In cultured cerebellar granule cells, we examined the effects of dihydropyridines (DHPs) on K+ currents, using the whole-cell recording configuration of the patch-clamp technique and on Ca2+-activated K+ channels (''maxi K+ channels'') using outside-out patches. We found that micromolar concentrations of nicardipine, nifedipine, (+) and (-) BAY K 8644, nitrendipine, nisoldipine and (-) nimodipine block 10-60% of macroscopic K+ currents. The most potent of these DHPs was nicardipine and the least potent, (-) BAY K 8644. (+) Nimodipine had no effect on this current.

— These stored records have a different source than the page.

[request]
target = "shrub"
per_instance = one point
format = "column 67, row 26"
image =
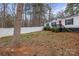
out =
column 55, row 29
column 47, row 28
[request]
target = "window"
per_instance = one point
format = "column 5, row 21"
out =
column 47, row 24
column 53, row 24
column 69, row 22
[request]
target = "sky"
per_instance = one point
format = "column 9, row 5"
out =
column 56, row 7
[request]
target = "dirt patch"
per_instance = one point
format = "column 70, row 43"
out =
column 44, row 43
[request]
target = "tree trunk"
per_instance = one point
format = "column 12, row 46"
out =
column 17, row 23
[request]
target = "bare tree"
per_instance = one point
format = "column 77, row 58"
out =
column 17, row 23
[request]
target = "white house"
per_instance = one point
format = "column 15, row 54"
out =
column 71, row 22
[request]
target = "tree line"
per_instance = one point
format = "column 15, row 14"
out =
column 33, row 14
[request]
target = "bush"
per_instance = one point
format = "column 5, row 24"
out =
column 55, row 29
column 47, row 28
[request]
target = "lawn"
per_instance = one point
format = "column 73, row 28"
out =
column 43, row 43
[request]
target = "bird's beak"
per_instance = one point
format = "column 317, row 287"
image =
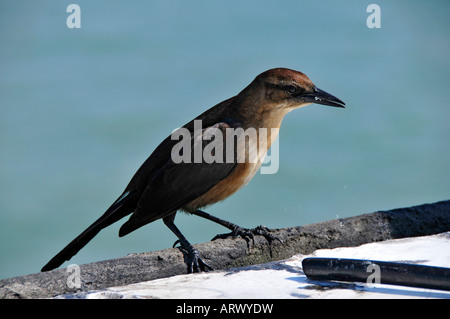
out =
column 322, row 97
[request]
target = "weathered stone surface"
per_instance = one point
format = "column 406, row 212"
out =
column 420, row 220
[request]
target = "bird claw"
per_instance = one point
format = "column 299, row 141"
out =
column 194, row 262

The inhibitory effects of nifedipine and nicardipine were not additive with those of 1 mM tetraethylammonium (TEA). Outside-out recordings of ''maxi K+ channels'' showed a main conductance of 200 pS (in 77% of the patches) and two subconductance states (in 23% of the patches). Neither nifedipine nor nicardipine affected the main conductance, but decreased the values of the subconductance levels. In 10% of these patches, nicardipine induced a flickering activity of the channel. These findings show that both Ca2+ and K+ channels have DHP-sensitive sites, suggesting similarity in electrostatic binding properties of these channels. Furthermore, cerebellar granule cells may express different subtypes of ''maxi K+ channels'' having different sensitivities to DHPs. These drugs may provide new tools for the molecular study of K+ channels.